Cette dernière expression n'est ni illusion ni imagination. Le grand courant de poésie nettoie notre faute innée; la lie, le levain amer qu'apporte le temps et qui demeure en nous, il les emporte et nous purifie. Que celui qui se sent le coeur sec boive le Ramayana. Que celui qui a perdu ce qui lui était cher et se trouve dans la peine en retire les consolations et les sympathies de la nature. Que celui qui a travaillé trop dur et espéré trop fort boive une grande gorgée de vie et de jeunesse.
L'homme ne peut toujours travailler. Chaque année il doit se reposer, reprendre sa respiration, et se renouveler aux grandes sources qui gardent leur éternelle fraîcheur. Mais où peut-on les trouver si ce n'est au berceau de notre race : sur les sommets sacrés d'où descend d'un côté l'Indus et la Ganga et de l'autre les torrents de Perse, les rivières du Paradis ?
Tout est étriqué en Occident. La Grèce est si petite que j'y étouffe; la Judée est si sèche que j'y suis haletant. Laissez-moi regarder du côté de la haute Asie vers l'Orient profond. J'ai là mon immense poème aussi vaste que la Mer Indienne bénie et parée du soleil, un livre d'harmonie divine, où rien n'est discordant. Une paix calme le pénètre, et même au milieu de la bataille qu'il décrit nous percevons une douceur infinie, une fraternité sans bornes qui s'étend à toute chose vivante, un océan sans fond ni rive, plein d'amour, de pitié et de clémence. J'ai trouvé ce que je cherchais : la Bible de la bonté. Alors, grand poème, reçois-moi, que je plonge en toi, Mer de lait.
Ce n'est que tout récemment que la totalité de ce poème a été traduite. Il a toujours été jugé à partir d'une partie isolée ou d'un épisode directement contraire à son esprit. Maintenant qu'il est apparu dans toute sa vérité et dans toute sa grandeur, il est facile de voir que quelqu'en soit le rédacteur, c'est l'excroissance de l'Inde : le produit de ses âges. Pendant peut-être deux mille ans les Hindous ont exprimé le Ramayana au travers de diverses chansons et récits qui constituent cette épopée; et au cours de deux mille ans ils l'ont joué dans des drames populaires qui ont été et sont encore représentés lors des grands festivals nationaux.
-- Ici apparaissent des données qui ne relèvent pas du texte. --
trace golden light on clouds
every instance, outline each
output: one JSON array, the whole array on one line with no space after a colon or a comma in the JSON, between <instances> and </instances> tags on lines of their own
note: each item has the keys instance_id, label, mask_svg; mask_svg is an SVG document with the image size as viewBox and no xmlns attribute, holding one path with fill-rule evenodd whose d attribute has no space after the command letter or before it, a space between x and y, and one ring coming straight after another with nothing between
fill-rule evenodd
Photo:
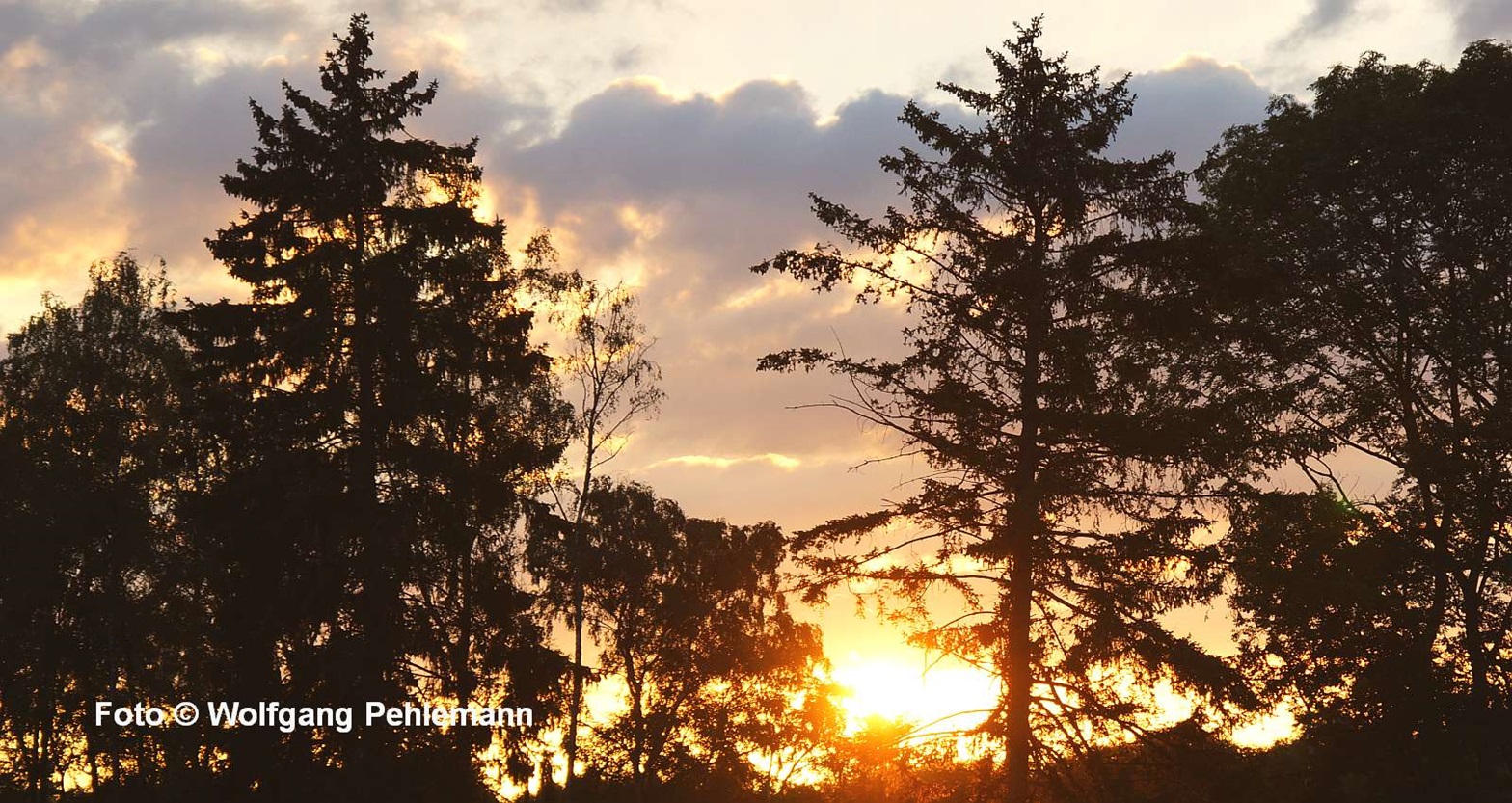
<instances>
[{"instance_id":1,"label":"golden light on clouds","mask_svg":"<svg viewBox=\"0 0 1512 803\"><path fill-rule=\"evenodd\" d=\"M903 655L859 655L835 662L832 677L844 687L847 727L859 730L871 717L907 720L921 733L965 730L981 724L998 697L990 674L963 664L933 667Z\"/></svg>"},{"instance_id":2,"label":"golden light on clouds","mask_svg":"<svg viewBox=\"0 0 1512 803\"><path fill-rule=\"evenodd\" d=\"M777 452L767 452L761 455L745 455L745 457L714 457L714 455L677 455L668 457L665 460L658 460L646 469L661 469L664 466L692 466L699 469L729 469L733 466L745 466L750 463L767 463L768 466L776 466L782 470L794 470L803 466L803 460L797 457L789 457Z\"/></svg>"}]
</instances>

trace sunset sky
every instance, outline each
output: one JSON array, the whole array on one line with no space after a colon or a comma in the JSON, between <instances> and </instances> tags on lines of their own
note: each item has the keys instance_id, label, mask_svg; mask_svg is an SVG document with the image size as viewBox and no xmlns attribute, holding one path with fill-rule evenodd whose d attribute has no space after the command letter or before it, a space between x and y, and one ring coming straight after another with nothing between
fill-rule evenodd
<instances>
[{"instance_id":1,"label":"sunset sky","mask_svg":"<svg viewBox=\"0 0 1512 803\"><path fill-rule=\"evenodd\" d=\"M420 70L440 95L414 133L481 138L488 210L517 245L549 227L565 263L638 287L667 402L612 472L696 516L798 529L909 493L895 448L823 401L821 377L754 372L794 345L897 346L897 307L856 308L747 271L829 239L813 191L863 213L895 201L877 157L910 144L895 118L937 80L984 86L983 48L1045 14L1045 44L1105 77L1132 73L1116 151L1194 166L1220 132L1365 50L1455 62L1512 36L1512 2L1302 0L373 0L0 2L0 328L44 292L76 301L85 269L125 248L163 259L180 293L240 289L203 239L239 209L218 177L254 144L248 97L316 88L331 32L372 15L375 64ZM1223 615L1191 629L1222 641ZM824 614L836 665L922 661L848 600ZM875 670L878 674L883 670ZM916 674L913 676L916 679ZM962 682L951 682L960 688ZM885 694L885 693L883 693Z\"/></svg>"}]
</instances>

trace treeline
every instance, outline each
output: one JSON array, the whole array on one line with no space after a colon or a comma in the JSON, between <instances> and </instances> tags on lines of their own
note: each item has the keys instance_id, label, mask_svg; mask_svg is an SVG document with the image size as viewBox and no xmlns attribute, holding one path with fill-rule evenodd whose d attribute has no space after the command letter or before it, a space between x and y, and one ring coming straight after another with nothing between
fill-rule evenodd
<instances>
[{"instance_id":1,"label":"treeline","mask_svg":"<svg viewBox=\"0 0 1512 803\"><path fill-rule=\"evenodd\" d=\"M369 65L253 104L207 239L245 302L91 269L0 360L0 794L21 800L1500 800L1512 795L1512 48L1335 68L1187 175L1039 24L916 104L906 203L758 266L903 296L797 348L928 473L786 537L606 463L661 392L634 298L511 256L476 141ZM1198 192L1199 191L1199 192ZM1201 200L1193 198L1201 194ZM556 310L564 346L540 345ZM1331 466L1368 463L1382 493ZM1276 491L1300 472L1308 491ZM792 573L789 570L795 569ZM1002 681L956 743L847 735L810 599L875 588ZM866 581L857 585L854 581ZM931 623L942 593L962 605ZM1240 652L1167 614L1223 605ZM572 647L556 650L552 631ZM623 706L585 717L587 684ZM1157 688L1196 705L1160 729ZM138 727L97 702L532 706L519 729ZM1287 705L1299 738L1225 743ZM569 786L550 765L569 765Z\"/></svg>"}]
</instances>

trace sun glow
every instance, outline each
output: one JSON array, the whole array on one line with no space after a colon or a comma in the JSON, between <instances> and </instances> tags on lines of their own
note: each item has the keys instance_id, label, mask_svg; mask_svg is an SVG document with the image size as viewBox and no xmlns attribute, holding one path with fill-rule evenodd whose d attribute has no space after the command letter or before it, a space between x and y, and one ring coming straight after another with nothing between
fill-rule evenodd
<instances>
[{"instance_id":1,"label":"sun glow","mask_svg":"<svg viewBox=\"0 0 1512 803\"><path fill-rule=\"evenodd\" d=\"M841 705L851 732L871 717L907 720L922 733L963 730L981 724L998 697L990 674L959 662L927 667L922 656L850 653L833 677L845 688Z\"/></svg>"}]
</instances>

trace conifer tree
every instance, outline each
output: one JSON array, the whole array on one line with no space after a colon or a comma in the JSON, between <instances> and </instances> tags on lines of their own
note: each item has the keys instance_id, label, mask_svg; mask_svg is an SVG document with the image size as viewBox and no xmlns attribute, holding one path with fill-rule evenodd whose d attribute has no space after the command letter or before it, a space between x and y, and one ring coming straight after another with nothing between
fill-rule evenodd
<instances>
[{"instance_id":1,"label":"conifer tree","mask_svg":"<svg viewBox=\"0 0 1512 803\"><path fill-rule=\"evenodd\" d=\"M209 426L225 434L219 464L310 508L286 522L299 535L283 557L307 569L313 587L295 593L310 605L259 671L358 702L534 700L550 661L514 585L514 520L567 425L519 301L532 277L503 222L478 216L476 139L410 133L437 85L384 82L372 42L352 17L321 67L324 98L286 82L280 112L251 104L259 144L222 178L249 209L207 240L251 299L183 319L228 399ZM222 538L257 537L237 523L245 499L222 498ZM460 758L478 747L454 736ZM366 730L342 759L396 744Z\"/></svg>"},{"instance_id":2,"label":"conifer tree","mask_svg":"<svg viewBox=\"0 0 1512 803\"><path fill-rule=\"evenodd\" d=\"M1039 36L1036 21L989 50L993 91L940 85L975 126L904 109L924 150L881 166L907 209L872 218L813 197L850 246L754 268L907 304L901 360L801 348L761 367L848 378L854 395L830 405L928 463L912 498L798 540L816 593L865 576L921 611L934 587L974 603L919 641L1002 679L984 727L1007 747L1013 803L1031 798L1048 749L1139 733L1157 679L1210 696L1232 682L1160 619L1217 591L1188 495L1234 433L1166 360L1179 325L1146 328L1176 304L1161 266L1185 222L1184 177L1169 153L1104 156L1132 107L1126 79L1072 71ZM1128 681L1145 691L1120 691Z\"/></svg>"}]
</instances>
Ce n'est pas un simple poème. C'est une sorte de Bible qui, avec les traditions sacrées, contient la nature, la société, les arts, l'imagerie indienne, la végétation, les animaux, et les changements de l'année dans les enchantements particuliers des différentes saisons. Nous ne pouvons juger un tel livre comme nous le ferions avec l'Iliade. Il n'a jamais connu ces expurgations et ces corrections auxquelles les poèmes homériques ont été assujettis par les grands critiques de la Grèce, les plus grands du monde. Il n'a pas eu d'Antiarchus. Il nous est arrivé inaltéré. Nous le voyons dans ces nombreuses répétitions et dans quelques-unes de ces descriptions qui reviennent deux ou trois fois et même plus souvent. Nous le voyons aussi dans les nombreuses additions qui ont été faites à différentes époques. Nous y rencontrons des faits d'une telle antiquité que nous revenons au berceau de l'Inde, ainsi que des choses relativement modernes et d'une douceur si délicate et d'une si belle mélodie qu'elles nous sembleraient italiennes.
Il n'a pas été arrangé avec cette adresse qui caractérise les oeuvres littéraires de l'occident. Personne n'en a pris la peine. Chacun avait confiance en l'unité qu'une telle immense diversité reçoit de la vague harmonie dans laquelle les ombres, les couleurs et même les tons contraires se marient. C'est comme la forêt et la montagne qu'il décrit. Sous des arbres gigantesques existe une vie surabondante qui monte d'arbres plus petits et d'une infinité d'arbustes et de plantes plus petites auxquels ces géants de bois permettent de vivre sous eux, et sur lesquels ils répandent leurs pluies de fleurs; et ces grands amphithéâtres végétaux sont pleins de vie. En haut des oiseaux aux centaines d'espèces de couleurs qui planent et qui volettent; des singes qui sautent de branche en branche, et de temps à autre on y voit au-dessous la gazelle aux yeux doux. Est-ce un chaos total ? En aucune manière les diversités qui s'accordent ne s'ornent d'un charme .... Le soir, quand le soleil éteint sa lumière irrésistible dans la Ganga, lorsque les bruits de la vie se font silencieux, la forêt montre toute son animation, si diverse et pourtant si unie, dans la paix du crépuscule le plus doux, dans lequel toutes les choses s'aiment les unes les autres et chantent ensemble. Une mélodie commune s'élève. Tel est le Ramayana.